The Abu Dhabi Government says it is taking “appropriate steps” to expedite late payments to contractors, engineers and architects working on more than 1,300 projects around the emirate.
“The Abu Dhabi Government is fully aware of its obligations in terms of outstanding payments to contractors and has taken the appropriate steps to ensure that all these obligations are met by the responsible government entities,” the Office of Government Communications (OGC) told Reuters.
Projects range in scale from several hundred thousand to billions of dirhams, the OGC said.
“The Abu Dhabi Government recognises the valuable contribution that the contractors and their suppliers make to the local economy and appreciates how important the timely management of cash flows is to the health of these businesses.”
Engineering, construction and architecture firms have been at the sharp end of Abu Dhabi’s property crunch last year, which coincided with a review of major expenditures by the emirate’s Government concluded in January.

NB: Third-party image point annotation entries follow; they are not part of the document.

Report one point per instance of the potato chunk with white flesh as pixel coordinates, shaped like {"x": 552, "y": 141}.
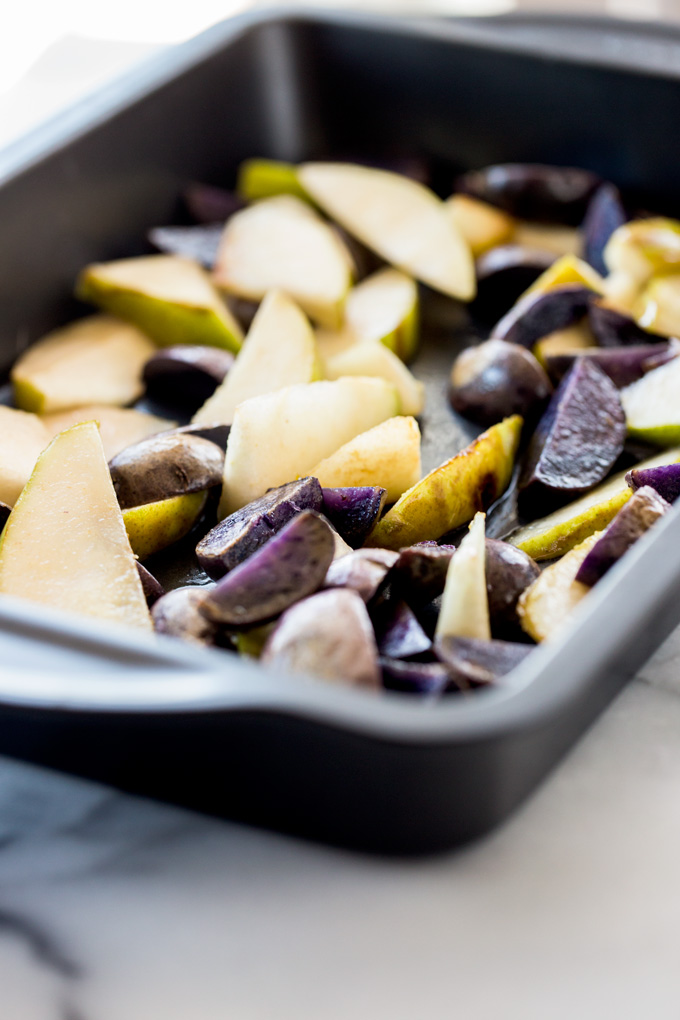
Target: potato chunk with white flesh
{"x": 278, "y": 437}
{"x": 281, "y": 243}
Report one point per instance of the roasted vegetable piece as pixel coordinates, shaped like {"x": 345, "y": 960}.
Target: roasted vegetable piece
{"x": 291, "y": 566}
{"x": 495, "y": 379}
{"x": 328, "y": 635}
{"x": 533, "y": 191}
{"x": 354, "y": 510}
{"x": 576, "y": 442}
{"x": 242, "y": 533}
{"x": 635, "y": 517}
{"x": 165, "y": 465}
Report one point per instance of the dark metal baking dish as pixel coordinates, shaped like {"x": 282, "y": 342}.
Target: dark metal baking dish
{"x": 203, "y": 728}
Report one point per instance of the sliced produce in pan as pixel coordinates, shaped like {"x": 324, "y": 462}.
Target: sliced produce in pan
{"x": 171, "y": 299}
{"x": 281, "y": 436}
{"x": 452, "y": 494}
{"x": 64, "y": 544}
{"x": 399, "y": 218}
{"x": 279, "y": 350}
{"x": 96, "y": 360}
{"x": 281, "y": 244}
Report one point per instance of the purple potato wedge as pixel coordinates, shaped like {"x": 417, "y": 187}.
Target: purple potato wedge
{"x": 536, "y": 315}
{"x": 665, "y": 479}
{"x": 473, "y": 662}
{"x": 242, "y": 533}
{"x": 577, "y": 441}
{"x": 494, "y": 379}
{"x": 354, "y": 510}
{"x": 291, "y": 566}
{"x": 605, "y": 214}
{"x": 533, "y": 191}
{"x": 186, "y": 374}
{"x": 164, "y": 465}
{"x": 634, "y": 518}
{"x": 623, "y": 364}
{"x": 328, "y": 635}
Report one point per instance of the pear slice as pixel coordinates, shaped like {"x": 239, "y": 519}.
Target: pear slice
{"x": 374, "y": 359}
{"x": 278, "y": 437}
{"x": 399, "y": 218}
{"x": 64, "y": 544}
{"x": 558, "y": 532}
{"x": 171, "y": 299}
{"x": 451, "y": 495}
{"x": 387, "y": 455}
{"x": 281, "y": 243}
{"x": 544, "y": 607}
{"x": 24, "y": 439}
{"x": 464, "y": 611}
{"x": 279, "y": 350}
{"x": 118, "y": 426}
{"x": 96, "y": 360}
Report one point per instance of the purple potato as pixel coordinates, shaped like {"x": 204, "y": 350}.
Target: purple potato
{"x": 176, "y": 614}
{"x": 605, "y": 214}
{"x": 328, "y": 635}
{"x": 623, "y": 364}
{"x": 186, "y": 374}
{"x": 495, "y": 379}
{"x": 537, "y": 315}
{"x": 665, "y": 479}
{"x": 363, "y": 570}
{"x": 165, "y": 465}
{"x": 533, "y": 191}
{"x": 291, "y": 566}
{"x": 578, "y": 440}
{"x": 424, "y": 678}
{"x": 634, "y": 518}
{"x": 198, "y": 243}
{"x": 504, "y": 273}
{"x": 473, "y": 662}
{"x": 509, "y": 572}
{"x": 353, "y": 511}
{"x": 241, "y": 534}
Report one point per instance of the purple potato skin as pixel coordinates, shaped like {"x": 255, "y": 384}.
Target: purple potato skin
{"x": 291, "y": 566}
{"x": 623, "y": 364}
{"x": 478, "y": 663}
{"x": 605, "y": 214}
{"x": 241, "y": 534}
{"x": 328, "y": 635}
{"x": 495, "y": 379}
{"x": 665, "y": 479}
{"x": 353, "y": 511}
{"x": 635, "y": 517}
{"x": 577, "y": 441}
{"x": 533, "y": 191}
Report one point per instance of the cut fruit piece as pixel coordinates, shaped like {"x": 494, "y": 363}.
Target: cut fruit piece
{"x": 281, "y": 244}
{"x": 118, "y": 426}
{"x": 171, "y": 299}
{"x": 25, "y": 438}
{"x": 280, "y": 436}
{"x": 399, "y": 218}
{"x": 65, "y": 545}
{"x": 278, "y": 351}
{"x": 544, "y": 606}
{"x": 157, "y": 525}
{"x": 451, "y": 495}
{"x": 97, "y": 360}
{"x": 464, "y": 611}
{"x": 376, "y": 360}
{"x": 652, "y": 405}
{"x": 387, "y": 455}
{"x": 556, "y": 534}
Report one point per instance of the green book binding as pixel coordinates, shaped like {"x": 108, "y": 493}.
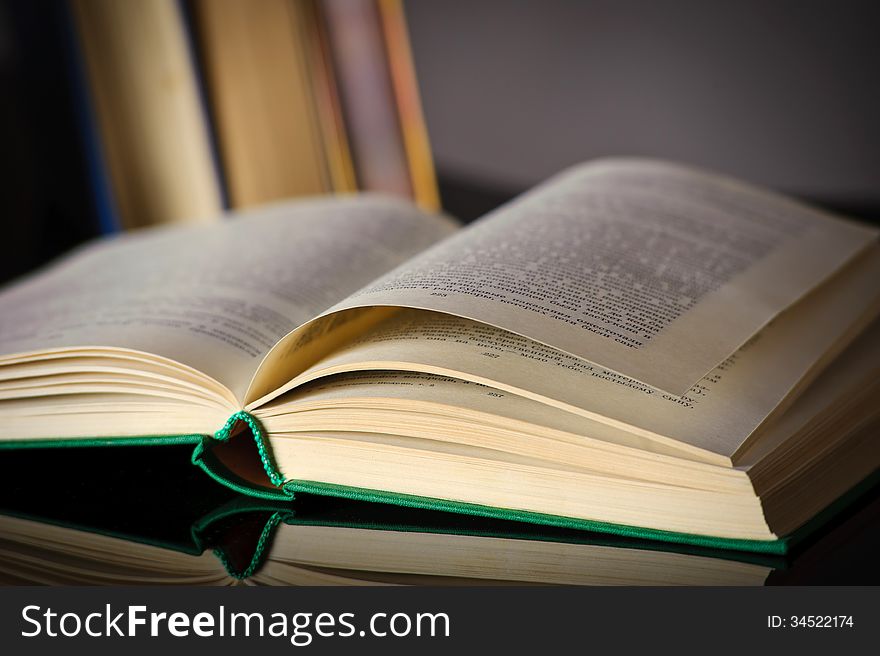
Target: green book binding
{"x": 336, "y": 540}
{"x": 243, "y": 426}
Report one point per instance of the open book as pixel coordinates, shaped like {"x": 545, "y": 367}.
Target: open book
{"x": 632, "y": 347}
{"x": 105, "y": 530}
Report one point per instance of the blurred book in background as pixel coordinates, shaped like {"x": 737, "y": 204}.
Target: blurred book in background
{"x": 151, "y": 122}
{"x": 201, "y": 104}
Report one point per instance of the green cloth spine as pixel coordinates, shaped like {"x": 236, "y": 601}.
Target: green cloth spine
{"x": 285, "y": 490}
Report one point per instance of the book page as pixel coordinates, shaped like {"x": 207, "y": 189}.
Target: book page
{"x": 218, "y": 297}
{"x": 651, "y": 270}
{"x": 716, "y": 416}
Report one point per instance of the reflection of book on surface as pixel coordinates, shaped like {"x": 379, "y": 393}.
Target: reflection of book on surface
{"x": 150, "y": 121}
{"x": 633, "y": 347}
{"x": 166, "y": 537}
{"x": 108, "y": 532}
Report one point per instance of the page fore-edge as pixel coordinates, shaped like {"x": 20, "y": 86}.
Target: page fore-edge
{"x": 286, "y": 490}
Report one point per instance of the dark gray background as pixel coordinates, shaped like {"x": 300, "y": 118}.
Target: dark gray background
{"x": 783, "y": 93}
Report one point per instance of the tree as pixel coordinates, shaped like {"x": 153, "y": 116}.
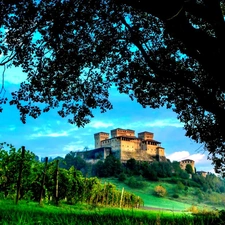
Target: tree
{"x": 163, "y": 53}
{"x": 189, "y": 169}
{"x": 160, "y": 191}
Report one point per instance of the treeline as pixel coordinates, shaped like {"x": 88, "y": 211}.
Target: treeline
{"x": 21, "y": 173}
{"x": 154, "y": 171}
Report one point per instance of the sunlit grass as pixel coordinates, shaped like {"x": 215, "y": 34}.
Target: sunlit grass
{"x": 31, "y": 213}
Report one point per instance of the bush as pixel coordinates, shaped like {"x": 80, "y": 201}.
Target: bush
{"x": 175, "y": 196}
{"x": 160, "y": 191}
{"x": 135, "y": 183}
{"x": 122, "y": 177}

The number of firms reporting difficulties in securing payments from government bodies during the past year have mounted, with some companies incurring heavy losses.
Mouchel Group, an infrastructure group based in the United Kingdom and listed on the London Stock Exchange, said in November it was owed Dh72.5 million (US$19.7m) by the Department of Municipal Affairs, some of which had been written off to account for the lack of certainty over its payment.
In a trading statement this month, the company said it was implementing a “balance sheet restructuring” after its profits were hammered by losses at its Middle East business, which has taken a hit of £2m (Dh11.4m) in one-off charges this year.
The collapse in the company’s operations has left its shareholders wiped out. Mouchel shares have fallen 99.3 per cent since 2007. Austin-Smith:Lord, an architecture firm based in Scotland, was forced into insolvency late last year because of late payments of £11.3m by the Abu Dhabi Authority for Culture and Heritage over the Qasr Al Hosn cultural centre.
During the past few months, companies including WYG Group, a British technical consultancy, and Aukett Fitzroy Robin, an architecture and fit-out company based in the UK, reported an increase in contracts after the Abu Dhabi Government’s spending review restarted projects in the emirate.
In a trading statement this month, Aukett Fitzroy Robin said a slowdown in the UAE had led to its Middle East operation being reduced to a “base cost position” last year but reappointment to a hotel contract for the Marriott Courtyard in Abu Dhabi had helped to move the firm from loss to profits once funding was resumed in the second quarter of this year.
Between delayed payments in Abu Dhabi and difficult trading conditions in Dubai following its property downturn of the past few years, several construction firms have abandoned the UAE for other countries in the Arabian Gulf.
WSP Group, a UK engineering and management consultancy, said the performance of its loss-making operations in the Middle East had been “held back by a project in Abu Dhabi” in its annual report in February.
“Our Middle East business has won significant infrastructure management and master planning projects in which Qatar is increasingly becoming the region’s centre of activity as the activity in Dubai remains relatively quiet and, in Abu Dhabi, has slowed,” WSP said.
Other firms say they are considering Saudi Arabia and Qatar as a result of a slowdown in the UAE construction market.